Jochen Schropp: "Ich fühle mich schwuler"

Moderator Jochen Schropp (39) spricht auf dem "Bavaria Filmfest" darüber, wie es ihm nach seinem öffentlichen Coming-out vor einigen Wochen jetzt geht. Sein erstes humoriges Fazit lautet: "Ich fühle mich schwuler." Warum seine TV-Kollegen auf der Party es immer noch sehr mutig finden, dass er seine Homosexualität publik gemacht hat, erfahren Sie im Video.

Seine Mutter fand seinen Coming-out-Brief gar nicht gut

Während Jochen Schropp für sein Coming-out in Form eines offenen Briefes im "Stern" von vielen Prominenten gefeiert wurde, gab es privat eine Person, die gar nicht glücklich über das war, was Jochen geschrieben hatte: seine Mutter. Jochen gesteht: "Meine Mutter mochte mein Interview und meinen Brief nicht, weil sie sich verraten gefühlt hat." In seinem Brief hatte der Moderator geschrieben, dass seine Mutter sich Selbsthilfebücher besorgt hatte, um nachzulesen, wie sie am besten mit ihrem schwulen Sohn umgehen sollte.

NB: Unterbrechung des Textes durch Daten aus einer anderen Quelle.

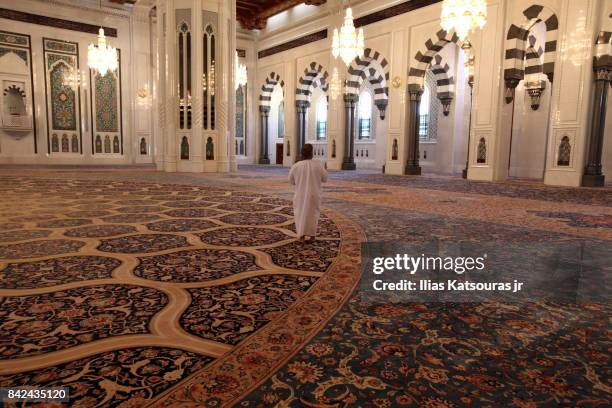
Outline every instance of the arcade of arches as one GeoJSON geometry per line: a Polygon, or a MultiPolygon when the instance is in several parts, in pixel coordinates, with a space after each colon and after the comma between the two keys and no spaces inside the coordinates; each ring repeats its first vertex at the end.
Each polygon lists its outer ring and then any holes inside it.
{"type": "Polygon", "coordinates": [[[0,399],[612,406],[612,0],[485,2],[462,40],[442,0],[0,0],[0,399]],[[372,294],[389,247],[574,296],[372,294]]]}

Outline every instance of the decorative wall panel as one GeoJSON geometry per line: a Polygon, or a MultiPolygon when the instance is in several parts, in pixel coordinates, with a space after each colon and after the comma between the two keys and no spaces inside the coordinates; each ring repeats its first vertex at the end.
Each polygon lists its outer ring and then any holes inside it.
{"type": "Polygon", "coordinates": [[[89,70],[91,79],[92,153],[123,154],[121,122],[121,50],[113,72],[89,70]],[[104,143],[103,143],[104,142],[104,143]],[[112,142],[112,143],[111,143],[112,142]],[[104,149],[102,149],[104,144],[104,149]]]}
{"type": "Polygon", "coordinates": [[[215,130],[215,50],[217,48],[217,13],[202,11],[202,127],[204,130],[215,130]]]}
{"type": "Polygon", "coordinates": [[[79,45],[43,38],[48,153],[82,153],[79,45]]]}
{"type": "Polygon", "coordinates": [[[191,58],[191,10],[176,10],[176,35],[178,44],[178,93],[179,129],[191,129],[192,120],[192,58],[191,58]]]}
{"type": "Polygon", "coordinates": [[[32,130],[34,153],[38,153],[29,35],[0,31],[0,76],[3,98],[0,123],[16,130],[32,130]]]}
{"type": "Polygon", "coordinates": [[[246,87],[239,86],[236,90],[236,155],[245,156],[246,139],[246,87]]]}

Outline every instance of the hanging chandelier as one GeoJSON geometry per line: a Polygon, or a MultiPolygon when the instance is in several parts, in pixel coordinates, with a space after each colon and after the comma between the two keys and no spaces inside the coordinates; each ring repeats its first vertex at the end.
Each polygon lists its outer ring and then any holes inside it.
{"type": "Polygon", "coordinates": [[[334,28],[332,55],[334,58],[340,56],[342,61],[348,66],[355,58],[363,55],[363,50],[363,28],[359,29],[359,33],[355,30],[353,10],[348,7],[344,16],[344,24],[340,27],[340,32],[338,33],[338,29],[334,28]]]}
{"type": "Polygon", "coordinates": [[[442,28],[455,30],[464,41],[471,31],[482,29],[487,23],[486,0],[444,0],[442,3],[442,28]]]}
{"type": "Polygon", "coordinates": [[[247,83],[247,79],[248,79],[246,65],[241,64],[240,60],[238,60],[238,51],[236,51],[236,57],[235,57],[234,63],[235,63],[235,71],[236,71],[234,85],[236,89],[238,89],[241,86],[245,86],[247,83]]]}
{"type": "Polygon", "coordinates": [[[117,49],[106,43],[103,28],[98,31],[98,44],[89,44],[87,48],[87,63],[89,68],[95,69],[100,75],[117,69],[117,49]]]}

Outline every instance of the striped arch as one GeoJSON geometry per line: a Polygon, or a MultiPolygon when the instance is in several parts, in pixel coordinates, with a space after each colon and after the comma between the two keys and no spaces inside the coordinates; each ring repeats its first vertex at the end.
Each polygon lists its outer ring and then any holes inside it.
{"type": "Polygon", "coordinates": [[[459,39],[459,36],[454,31],[447,33],[444,30],[440,30],[436,33],[437,38],[430,38],[425,43],[425,52],[417,52],[414,56],[416,64],[410,67],[408,71],[408,86],[419,86],[423,88],[425,83],[425,72],[431,65],[434,56],[438,54],[442,48],[449,43],[455,43],[459,48],[463,46],[463,42],[459,39]]]}
{"type": "Polygon", "coordinates": [[[296,106],[310,107],[310,97],[314,88],[321,87],[327,93],[329,89],[329,74],[323,69],[321,64],[311,62],[309,67],[304,70],[304,76],[298,80],[298,87],[295,90],[296,106]]]}
{"type": "Polygon", "coordinates": [[[534,77],[543,72],[542,55],[544,50],[536,44],[533,35],[529,36],[529,48],[525,51],[525,77],[534,77]],[[537,47],[537,49],[536,49],[537,47]]]}
{"type": "Polygon", "coordinates": [[[259,106],[270,107],[270,101],[272,100],[272,91],[274,87],[280,84],[281,88],[285,87],[285,82],[280,79],[280,75],[274,72],[270,72],[270,75],[266,78],[266,82],[261,87],[261,95],[259,95],[259,106]]]}
{"type": "Polygon", "coordinates": [[[366,48],[363,56],[355,58],[348,68],[346,94],[358,96],[361,84],[367,79],[374,88],[374,104],[384,119],[389,104],[389,76],[387,60],[378,51],[366,48]]]}
{"type": "Polygon", "coordinates": [[[542,72],[553,82],[555,60],[557,59],[557,38],[559,20],[557,15],[547,7],[534,4],[523,11],[527,19],[521,26],[512,24],[506,36],[506,53],[504,59],[504,79],[518,84],[525,77],[525,57],[528,48],[529,30],[543,21],[546,25],[546,44],[544,45],[544,63],[542,72]]]}
{"type": "Polygon", "coordinates": [[[448,75],[450,67],[448,64],[442,65],[443,61],[440,55],[436,55],[434,61],[431,66],[431,72],[433,72],[436,78],[438,99],[453,99],[455,97],[455,86],[453,77],[448,75]]]}

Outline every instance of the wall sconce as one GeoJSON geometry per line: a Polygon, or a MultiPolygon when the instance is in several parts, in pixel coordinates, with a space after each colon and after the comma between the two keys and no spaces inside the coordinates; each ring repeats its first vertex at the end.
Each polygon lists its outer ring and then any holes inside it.
{"type": "Polygon", "coordinates": [[[379,101],[376,103],[376,107],[378,108],[378,113],[380,114],[380,119],[385,119],[385,114],[387,112],[387,101],[379,101]]]}
{"type": "Polygon", "coordinates": [[[402,86],[402,78],[396,76],[393,78],[393,80],[391,81],[391,85],[393,85],[394,88],[399,88],[400,86],[402,86]]]}
{"type": "Polygon", "coordinates": [[[136,91],[136,103],[139,106],[149,106],[149,86],[145,84],[136,91]]]}
{"type": "Polygon", "coordinates": [[[506,79],[506,92],[504,94],[506,98],[506,104],[512,103],[514,100],[514,90],[518,86],[520,80],[516,78],[506,79]]]}
{"type": "Polygon", "coordinates": [[[442,113],[444,116],[448,116],[450,114],[451,103],[453,102],[452,98],[442,98],[440,99],[442,103],[442,113]]]}
{"type": "Polygon", "coordinates": [[[474,87],[474,56],[470,55],[467,62],[468,85],[474,87]]]}
{"type": "Polygon", "coordinates": [[[534,111],[538,110],[540,107],[540,97],[542,96],[542,92],[546,89],[545,81],[533,81],[527,82],[525,84],[525,89],[531,98],[531,109],[534,111]]]}

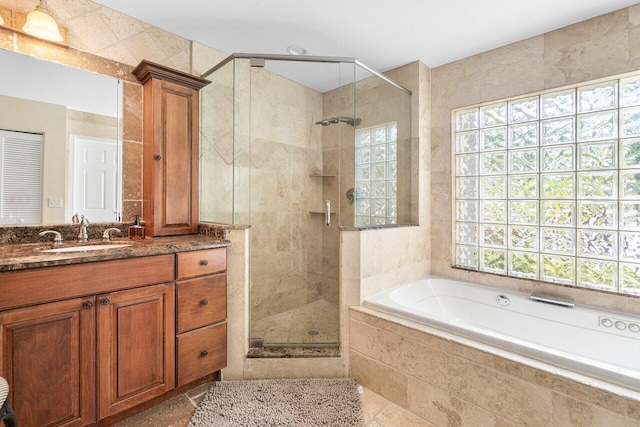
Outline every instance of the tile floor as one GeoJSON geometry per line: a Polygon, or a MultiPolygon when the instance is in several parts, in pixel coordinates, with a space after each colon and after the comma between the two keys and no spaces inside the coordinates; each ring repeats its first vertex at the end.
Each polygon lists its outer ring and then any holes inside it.
{"type": "Polygon", "coordinates": [[[265,346],[327,344],[340,341],[338,306],[323,299],[252,322],[251,338],[265,346]],[[309,331],[317,331],[310,334],[309,331]]]}
{"type": "MultiPolygon", "coordinates": [[[[210,385],[211,383],[203,384],[186,394],[126,419],[115,427],[186,427],[210,385]]],[[[367,427],[433,427],[433,424],[366,388],[360,399],[367,427]]]]}

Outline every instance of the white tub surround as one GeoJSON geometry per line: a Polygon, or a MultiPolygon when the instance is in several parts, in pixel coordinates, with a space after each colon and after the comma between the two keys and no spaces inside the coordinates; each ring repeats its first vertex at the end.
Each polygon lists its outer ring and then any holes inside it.
{"type": "Polygon", "coordinates": [[[640,393],[640,316],[438,276],[363,305],[640,393]]]}

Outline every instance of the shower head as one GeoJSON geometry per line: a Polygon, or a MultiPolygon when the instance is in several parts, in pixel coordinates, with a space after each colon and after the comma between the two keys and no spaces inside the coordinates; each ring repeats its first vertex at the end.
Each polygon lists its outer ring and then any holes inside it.
{"type": "Polygon", "coordinates": [[[340,122],[350,124],[351,126],[358,126],[361,120],[354,119],[352,117],[339,116],[339,117],[331,117],[330,119],[320,120],[319,122],[316,122],[316,124],[322,125],[322,126],[329,126],[329,125],[340,123],[340,122]]]}
{"type": "Polygon", "coordinates": [[[353,117],[343,117],[343,116],[338,117],[338,120],[341,121],[342,123],[350,124],[351,126],[358,126],[362,121],[360,119],[354,119],[353,117]]]}

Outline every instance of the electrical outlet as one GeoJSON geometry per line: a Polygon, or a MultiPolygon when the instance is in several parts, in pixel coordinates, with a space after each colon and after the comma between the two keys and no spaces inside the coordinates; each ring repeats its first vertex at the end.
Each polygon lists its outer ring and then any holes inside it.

"Damit wollte ich einfach nur ihre Überforderung herausstellen", erklärt Jochen, "dein Kind ist schwul, und das auch noch in den Neunzigern in einem kleinen Dorf." Für seine Mutter hat dies in seinem offenen Brief aber wohl zu sehr danach geklungen, als würde sie mit der Homosexualität ihres Sohnes nicht umgehen können. Das gab Ärger bei den Schropps. Deshalb ist es Jochen  jetzt besonders wichtig zu betonen, dass seine Eltern ihn wirklich immer unterstützt haben. Hoffentlich ist seine Mutter nach diesem neuen öffentlichen Statement jetzt nicht mehr sauer auf ihn.